Below is code that uses the code from Scrapers. BUT it needs fixing!

Contents

Instructions

Download or checkout a version of the code from Scrapers

You will need to create a cache directory (if it does not already exist). Within that you will need a 'lancashire' directory and within that a 'venue' and a 'repeats' directory

cache
  - lancashire
      -venues
      -repeats

If you do not create these, the script will tell you!

Backup the lancashire.py file in the checked out code, then replace lancashire.py with the code below. You will also need to make sure the lancashire_defs.py file is in the same directory.

Running the script

The parser runs in 2 stages.

First, to get the data from the website, it downloads html pages into the cache/lancashire directory. To do this, run the lancashire.py file with the 'get' argument

python lancashire.py get

Once you have some data you need to parse it, and turn it into plings API ready XML To do this run To do this, run the lancashire.py file with the 'scrape' argument

python lancashire.py scrape

A file, lancashire.xml will be made in the same directory as the script.

About the Lancashire Data

In order to get the data (I think) the script does the following.

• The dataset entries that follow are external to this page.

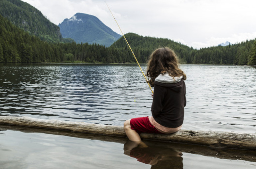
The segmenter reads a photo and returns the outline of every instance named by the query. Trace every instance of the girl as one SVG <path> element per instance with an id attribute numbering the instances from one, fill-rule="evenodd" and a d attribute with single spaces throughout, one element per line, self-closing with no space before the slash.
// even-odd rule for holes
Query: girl
<path id="1" fill-rule="evenodd" d="M 181 129 L 186 106 L 186 75 L 178 57 L 168 48 L 158 49 L 149 57 L 147 75 L 154 87 L 152 116 L 126 120 L 124 128 L 129 140 L 140 144 L 141 133 L 170 134 Z"/>

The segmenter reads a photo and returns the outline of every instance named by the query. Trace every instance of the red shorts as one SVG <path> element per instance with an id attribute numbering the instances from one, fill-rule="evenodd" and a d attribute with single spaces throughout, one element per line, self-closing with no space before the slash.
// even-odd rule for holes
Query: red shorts
<path id="1" fill-rule="evenodd" d="M 148 116 L 132 118 L 131 119 L 130 124 L 131 128 L 139 134 L 142 133 L 162 133 L 151 124 Z"/>

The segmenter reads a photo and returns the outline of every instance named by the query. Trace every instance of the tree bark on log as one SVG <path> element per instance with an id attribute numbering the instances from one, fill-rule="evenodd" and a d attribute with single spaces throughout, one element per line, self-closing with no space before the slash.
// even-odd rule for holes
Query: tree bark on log
<path id="1" fill-rule="evenodd" d="M 83 122 L 37 119 L 27 117 L 0 116 L 0 124 L 126 137 L 122 126 Z M 170 134 L 142 133 L 143 139 L 216 147 L 256 150 L 255 134 L 181 130 Z"/>

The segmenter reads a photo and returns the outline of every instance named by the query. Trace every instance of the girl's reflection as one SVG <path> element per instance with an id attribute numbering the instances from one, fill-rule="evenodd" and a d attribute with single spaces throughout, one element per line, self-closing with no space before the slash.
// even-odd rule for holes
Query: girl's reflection
<path id="1" fill-rule="evenodd" d="M 140 162 L 150 164 L 151 168 L 183 169 L 182 153 L 169 148 L 147 144 L 142 147 L 128 141 L 124 146 L 124 153 Z"/>

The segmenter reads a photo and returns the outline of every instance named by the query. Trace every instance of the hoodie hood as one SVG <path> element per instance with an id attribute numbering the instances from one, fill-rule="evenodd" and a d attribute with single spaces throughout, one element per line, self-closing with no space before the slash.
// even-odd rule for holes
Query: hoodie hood
<path id="1" fill-rule="evenodd" d="M 163 75 L 160 74 L 155 80 L 154 85 L 170 87 L 174 91 L 179 92 L 184 85 L 182 78 L 182 76 L 174 78 L 168 73 L 166 73 Z"/>
<path id="2" fill-rule="evenodd" d="M 168 73 L 166 73 L 163 75 L 162 74 L 159 75 L 155 81 L 163 83 L 176 83 L 181 81 L 183 77 L 183 76 L 181 76 L 174 78 L 169 75 Z"/>

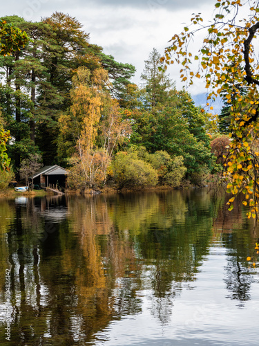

1. Pulls a list of activities from search results page, and stores the html in a temporary directory e.g. http://yps.lancashire.gov.uk/activity-search?ft=%25&page=0 line 27 sets the number of pages to work through. This is manual setting

2. Goes through the stored html and visits each activities page and stores the html of those pages.

Once you have some stored data, you can run lancashire.py with the 'scrape' argument. Some of the information is pulled directly from the activity page, but the rest is found by going to venue link from that page, and to the 'repeats' link.

As data is found it's added to an XML builder using activity.add_field part of the plings_sax module

To add all instances of the activity, we make a copy of the activity, append the date to the id, and store the XML from there.

To Do

It looks as though we can parse all the data we need out of the html files. I'm stuck at the part that turns it into plings API ready XML.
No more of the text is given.